Got to the top and was rewarded with some magnificent views of the glacier along with some information about why no calving for awhile because the overhang is gone. Of course I’m thinking that I’m past the worst. Oh, child, you are so cute when you’re naive! At this point the park has taken pity on the poor souls and put up stretch after stretch of cabled sections. I do wonder how in the hell they got those rock anchors and cables UP there but I’m glad they did. Probably only the illusion of security but as Trollope’s Lady De Croursey would say, I did not need to be reminded of the beggar’s ability to choose. I hung on to those things as if my life depended on it which, actually, it did. If I did that stretch a few more times I’d have a grip that could crack macadamia nuts!
That’s when I overheard our guide mutter that in about five minutes we were about to get very wet. Remember, RAIN forest. The cloud ceiling had sunk dramatically and the helicopters had stopped flying. Que the special effects and bring on the rain. We were given the option of five more minutes of climbing with no views, the world being socked in by rain and fog,or heading back now. There might have been those in the group who wanted more death-defying experiences but I used my authoritative instructor voice and said “down.” Apparently a couple of weeks of retirement hasn’t diminished the power of the professorial tone.

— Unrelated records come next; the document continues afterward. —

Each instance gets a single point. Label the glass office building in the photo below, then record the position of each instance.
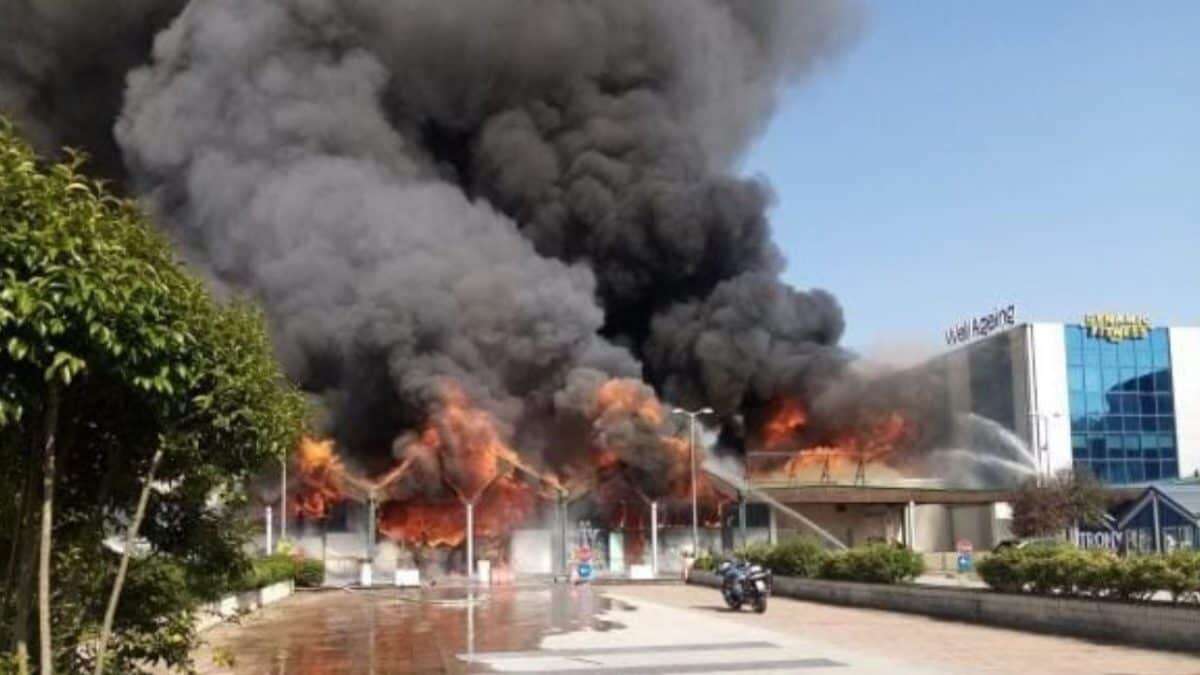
(1122, 405)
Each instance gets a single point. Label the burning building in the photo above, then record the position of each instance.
(492, 240)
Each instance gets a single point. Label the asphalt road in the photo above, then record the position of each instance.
(633, 629)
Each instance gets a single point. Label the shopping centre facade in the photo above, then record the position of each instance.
(1113, 393)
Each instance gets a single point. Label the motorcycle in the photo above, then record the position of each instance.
(743, 581)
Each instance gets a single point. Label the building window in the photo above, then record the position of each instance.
(1122, 406)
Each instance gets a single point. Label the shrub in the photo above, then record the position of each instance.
(757, 554)
(798, 556)
(310, 573)
(1002, 571)
(880, 563)
(1140, 575)
(267, 571)
(1071, 572)
(1183, 575)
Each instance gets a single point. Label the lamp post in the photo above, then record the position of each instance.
(691, 452)
(1041, 442)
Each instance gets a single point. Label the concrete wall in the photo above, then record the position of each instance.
(940, 526)
(1153, 625)
(1049, 395)
(851, 524)
(1186, 365)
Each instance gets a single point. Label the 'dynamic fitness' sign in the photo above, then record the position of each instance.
(1116, 327)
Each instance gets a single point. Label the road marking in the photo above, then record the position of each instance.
(603, 651)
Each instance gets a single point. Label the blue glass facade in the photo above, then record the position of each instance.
(1122, 406)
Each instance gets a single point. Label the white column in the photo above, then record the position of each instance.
(654, 538)
(1050, 431)
(471, 543)
(283, 500)
(1186, 381)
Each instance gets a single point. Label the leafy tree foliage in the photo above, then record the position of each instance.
(121, 380)
(1067, 499)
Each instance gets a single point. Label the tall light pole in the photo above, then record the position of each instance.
(691, 452)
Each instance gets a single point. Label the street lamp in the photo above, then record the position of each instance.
(1041, 442)
(691, 452)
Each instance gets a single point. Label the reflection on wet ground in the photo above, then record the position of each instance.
(399, 631)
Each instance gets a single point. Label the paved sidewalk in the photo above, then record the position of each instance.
(906, 643)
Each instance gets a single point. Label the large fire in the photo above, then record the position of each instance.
(462, 447)
(322, 478)
(850, 449)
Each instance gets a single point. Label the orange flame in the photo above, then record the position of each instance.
(787, 419)
(322, 478)
(874, 442)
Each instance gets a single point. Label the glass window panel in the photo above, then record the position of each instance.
(1165, 404)
(1146, 383)
(1150, 446)
(1077, 406)
(1108, 353)
(1163, 381)
(1125, 352)
(1110, 378)
(1153, 471)
(1075, 378)
(1074, 357)
(1149, 404)
(1116, 447)
(1144, 352)
(1117, 472)
(1137, 471)
(1128, 374)
(1170, 470)
(1133, 446)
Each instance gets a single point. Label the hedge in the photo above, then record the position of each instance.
(281, 567)
(804, 557)
(1066, 571)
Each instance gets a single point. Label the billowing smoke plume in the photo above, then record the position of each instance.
(492, 192)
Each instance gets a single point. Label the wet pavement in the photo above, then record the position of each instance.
(399, 631)
(658, 629)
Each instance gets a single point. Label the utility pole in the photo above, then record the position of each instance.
(691, 452)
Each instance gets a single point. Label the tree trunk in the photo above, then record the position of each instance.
(24, 597)
(23, 515)
(130, 536)
(43, 562)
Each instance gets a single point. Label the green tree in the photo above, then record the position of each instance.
(1067, 499)
(130, 402)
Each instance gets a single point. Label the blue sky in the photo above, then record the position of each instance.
(966, 155)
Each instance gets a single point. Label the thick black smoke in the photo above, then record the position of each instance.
(502, 193)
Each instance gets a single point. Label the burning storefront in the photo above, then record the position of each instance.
(492, 240)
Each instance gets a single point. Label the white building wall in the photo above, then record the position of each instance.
(1049, 398)
(1186, 375)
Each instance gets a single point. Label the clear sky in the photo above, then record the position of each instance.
(966, 155)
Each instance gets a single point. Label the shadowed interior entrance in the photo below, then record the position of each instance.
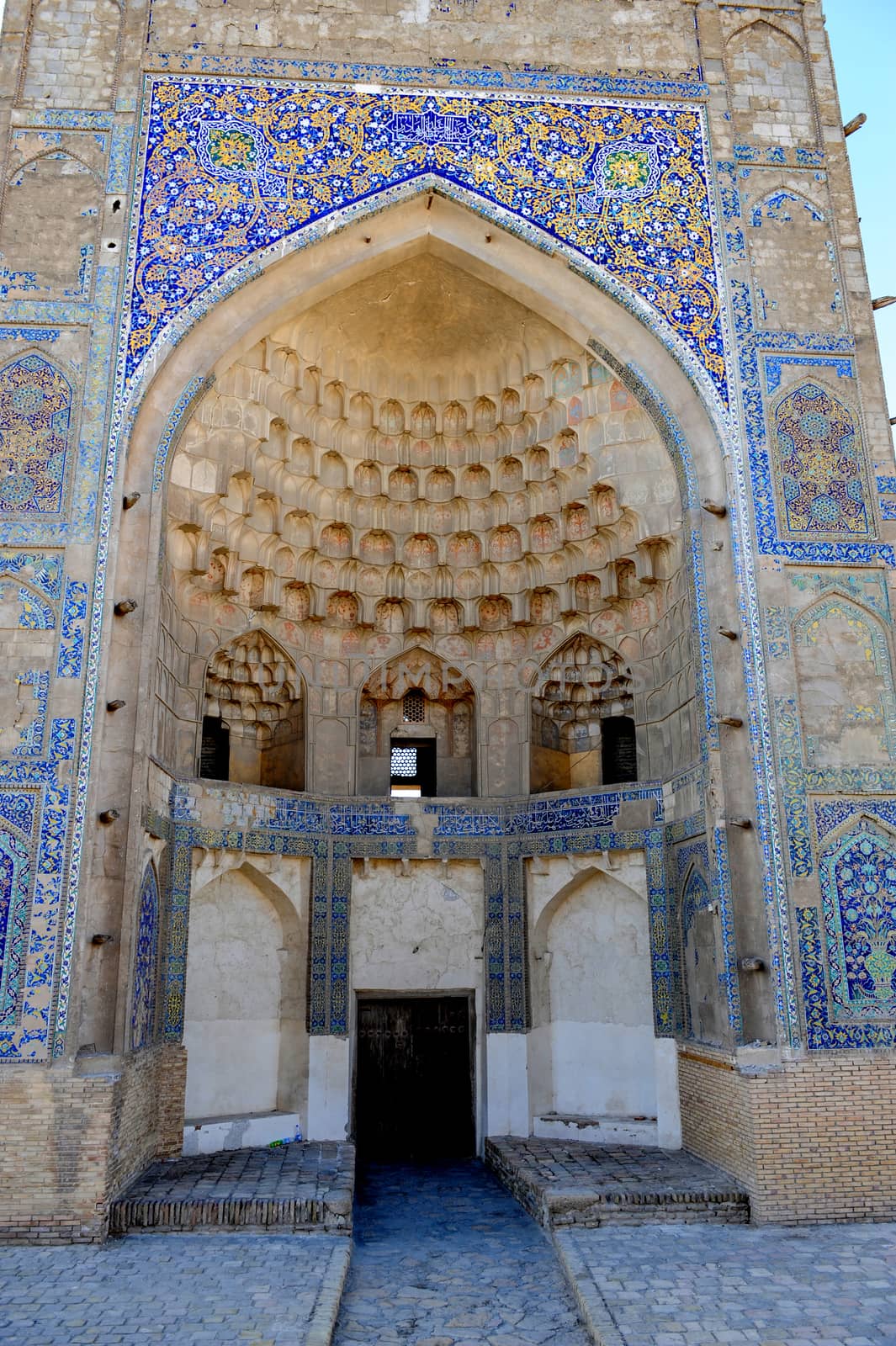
(413, 1092)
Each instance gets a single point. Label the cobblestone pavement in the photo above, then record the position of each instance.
(691, 1285)
(444, 1258)
(183, 1290)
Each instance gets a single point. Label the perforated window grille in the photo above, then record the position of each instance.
(415, 707)
(404, 762)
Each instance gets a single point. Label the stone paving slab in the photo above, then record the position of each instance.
(287, 1188)
(572, 1182)
(179, 1290)
(444, 1258)
(728, 1285)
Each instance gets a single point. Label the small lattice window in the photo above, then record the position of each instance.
(404, 762)
(415, 707)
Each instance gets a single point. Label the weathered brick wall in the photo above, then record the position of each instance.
(147, 1114)
(74, 1141)
(812, 1139)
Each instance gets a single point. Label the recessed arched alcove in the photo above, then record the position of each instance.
(592, 1049)
(244, 1013)
(359, 502)
(424, 455)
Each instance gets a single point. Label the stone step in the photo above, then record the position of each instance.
(280, 1189)
(209, 1135)
(597, 1131)
(567, 1184)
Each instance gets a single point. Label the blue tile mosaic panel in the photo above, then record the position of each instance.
(74, 617)
(143, 1003)
(235, 167)
(35, 421)
(859, 897)
(15, 888)
(819, 464)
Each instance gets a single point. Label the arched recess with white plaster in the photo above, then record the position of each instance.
(449, 232)
(596, 1069)
(245, 993)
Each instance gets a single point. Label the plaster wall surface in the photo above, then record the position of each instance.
(592, 1047)
(417, 932)
(244, 1018)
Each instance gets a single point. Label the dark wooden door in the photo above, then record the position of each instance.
(413, 1084)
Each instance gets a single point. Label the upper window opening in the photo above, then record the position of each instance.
(415, 707)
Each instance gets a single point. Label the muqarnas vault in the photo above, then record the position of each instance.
(447, 517)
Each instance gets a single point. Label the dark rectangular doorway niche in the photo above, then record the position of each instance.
(415, 1077)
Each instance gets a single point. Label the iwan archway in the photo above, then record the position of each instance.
(358, 502)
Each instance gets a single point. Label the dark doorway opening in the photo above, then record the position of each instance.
(415, 1078)
(412, 767)
(215, 753)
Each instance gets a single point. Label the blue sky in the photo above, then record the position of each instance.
(862, 40)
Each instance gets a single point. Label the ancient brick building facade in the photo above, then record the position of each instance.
(447, 533)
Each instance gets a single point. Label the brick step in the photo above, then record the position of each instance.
(574, 1184)
(298, 1188)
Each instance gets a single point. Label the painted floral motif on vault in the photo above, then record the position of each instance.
(819, 464)
(859, 883)
(35, 414)
(233, 168)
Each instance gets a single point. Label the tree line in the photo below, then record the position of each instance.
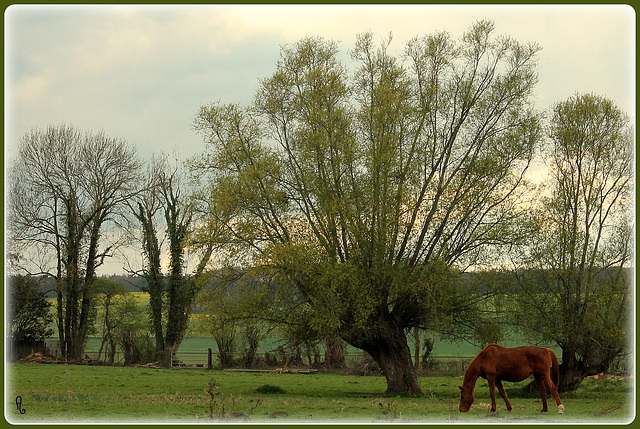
(351, 199)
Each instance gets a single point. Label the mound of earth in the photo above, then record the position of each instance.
(38, 358)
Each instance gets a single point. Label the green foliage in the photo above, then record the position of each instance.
(574, 277)
(28, 310)
(363, 188)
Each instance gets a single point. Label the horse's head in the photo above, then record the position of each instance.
(466, 399)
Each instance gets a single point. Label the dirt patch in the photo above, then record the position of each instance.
(38, 358)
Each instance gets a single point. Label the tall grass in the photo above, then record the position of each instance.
(68, 393)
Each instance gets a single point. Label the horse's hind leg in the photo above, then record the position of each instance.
(492, 391)
(543, 393)
(503, 393)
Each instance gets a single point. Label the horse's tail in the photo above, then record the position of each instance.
(555, 368)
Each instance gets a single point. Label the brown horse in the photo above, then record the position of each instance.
(497, 364)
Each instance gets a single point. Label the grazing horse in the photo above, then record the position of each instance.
(497, 364)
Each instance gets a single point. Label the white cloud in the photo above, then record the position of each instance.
(142, 72)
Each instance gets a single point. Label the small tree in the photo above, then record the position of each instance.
(574, 281)
(30, 314)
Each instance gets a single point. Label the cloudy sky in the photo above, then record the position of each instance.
(141, 73)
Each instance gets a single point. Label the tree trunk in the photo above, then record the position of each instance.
(390, 349)
(334, 353)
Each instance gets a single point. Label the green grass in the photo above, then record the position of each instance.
(68, 393)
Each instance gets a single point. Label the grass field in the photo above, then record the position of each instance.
(75, 393)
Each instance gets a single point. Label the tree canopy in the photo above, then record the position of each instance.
(365, 188)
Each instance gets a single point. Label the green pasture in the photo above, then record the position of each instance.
(56, 393)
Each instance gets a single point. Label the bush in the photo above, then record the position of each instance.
(269, 388)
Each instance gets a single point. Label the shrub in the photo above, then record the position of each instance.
(269, 388)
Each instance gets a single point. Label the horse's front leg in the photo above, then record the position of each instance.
(492, 392)
(554, 392)
(503, 393)
(543, 393)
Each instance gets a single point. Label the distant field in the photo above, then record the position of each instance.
(94, 394)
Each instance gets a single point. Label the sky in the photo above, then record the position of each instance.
(141, 73)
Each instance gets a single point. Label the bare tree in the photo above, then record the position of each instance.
(164, 202)
(65, 188)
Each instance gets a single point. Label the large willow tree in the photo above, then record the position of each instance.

Down it was and yes,that included all those terrifying cabled stretches again, this time down which is much harder and yes, it was raining and the wet rocks were now little creeks. Thank you Black Diamond poles, those puppies are the only reason I’m alive to write this memoir. By the way, when your survival expert guide is going slowly you know it’s treacherous footing. Just in case we didn’t take the hint she stopped and pointed to a spot where she announced that we needed to be careful because three of her hikers had fallen off the mountain at that spot. No need to tell me that twice! No cable in that stretch but I clung to each hand hold like a lichen to a stone.
Finally gentler slopes where all you had to worry about were wet roots and loose rocks on a mission to humiliate the unaware then back in the van where I took a selfie showing the joy of one who has escaped death and can’t quite believe their luck.
Back to the ship to shed wet clothes and hiking gear and onto shore to be a serious tourist for a couple of hours by which I mean buying t-shirts and avoiding aggressive gem salesmen. My best decision of the day? An hour in the hot tub with the jets slamming my quads. Today yes, a little sore, mostly my triceps but glad I made the hike even though the fact that I successfully made the hike doesn’t mean my skills were equal to the task–it means the denim covering my butt was.